Newman Law Group

Prince exhibits what not to do in protecting assets

There are many things in life that the average person in California does not want to do; however, it is important that some of these things are addressed. For instance, many do not want to pay bills or taxes, but if these items are not paid there could be serious financial repercussions. Likewise, if one does not plan for the end of life and the best method for protecting assets, there could also be serious financial repercussions.

This past April, music icon Prince passed away. Prior to his death, Prince had amassed an estate worth approximately $200 million. Unfortunately while building such a large estate, he failed to plan for its disposition upon his death. Prince died without a will, trust document or any other form of estate plan. As a result, it is likely that the government will be the one to benefit; estates valued over $5.45 million are subject to the federal estate tax of 40 percent.

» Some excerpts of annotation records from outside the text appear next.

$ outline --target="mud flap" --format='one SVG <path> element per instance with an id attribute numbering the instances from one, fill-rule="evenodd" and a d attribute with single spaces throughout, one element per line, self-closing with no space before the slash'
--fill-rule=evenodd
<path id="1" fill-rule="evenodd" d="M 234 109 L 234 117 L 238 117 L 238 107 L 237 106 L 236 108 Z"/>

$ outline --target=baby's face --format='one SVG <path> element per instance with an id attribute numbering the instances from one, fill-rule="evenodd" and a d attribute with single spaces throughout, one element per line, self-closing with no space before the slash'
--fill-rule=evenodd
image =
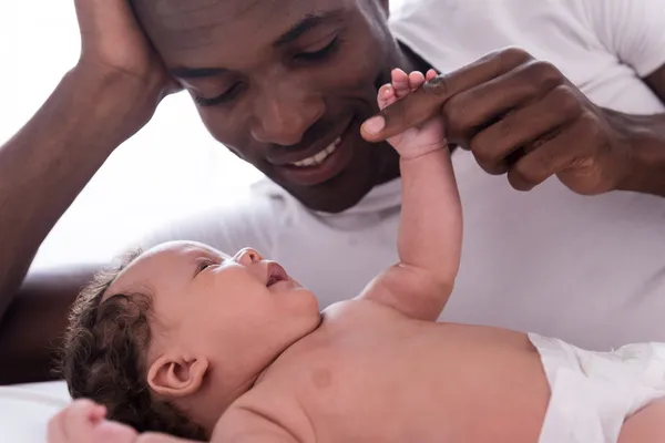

A little bit of planning would have gone a long way in protecting assets within the estate. A will would have allowed Prince to specify which of his relatives and favorite charities would benefit from his death. Furthermore, through the use of a trust, these assets could have been transferred without the need for probate and court involvement.

While the average California resident does not have an estate of this magnitude, the need for protecting assets and estate planning is still there. Proper planning will allow the individual to specify exactly who should benefit upon one's death and help to avoid the financial repercussions that come with not planning. Experienced legal counsel can help guide one through the process and assist in protecting assets.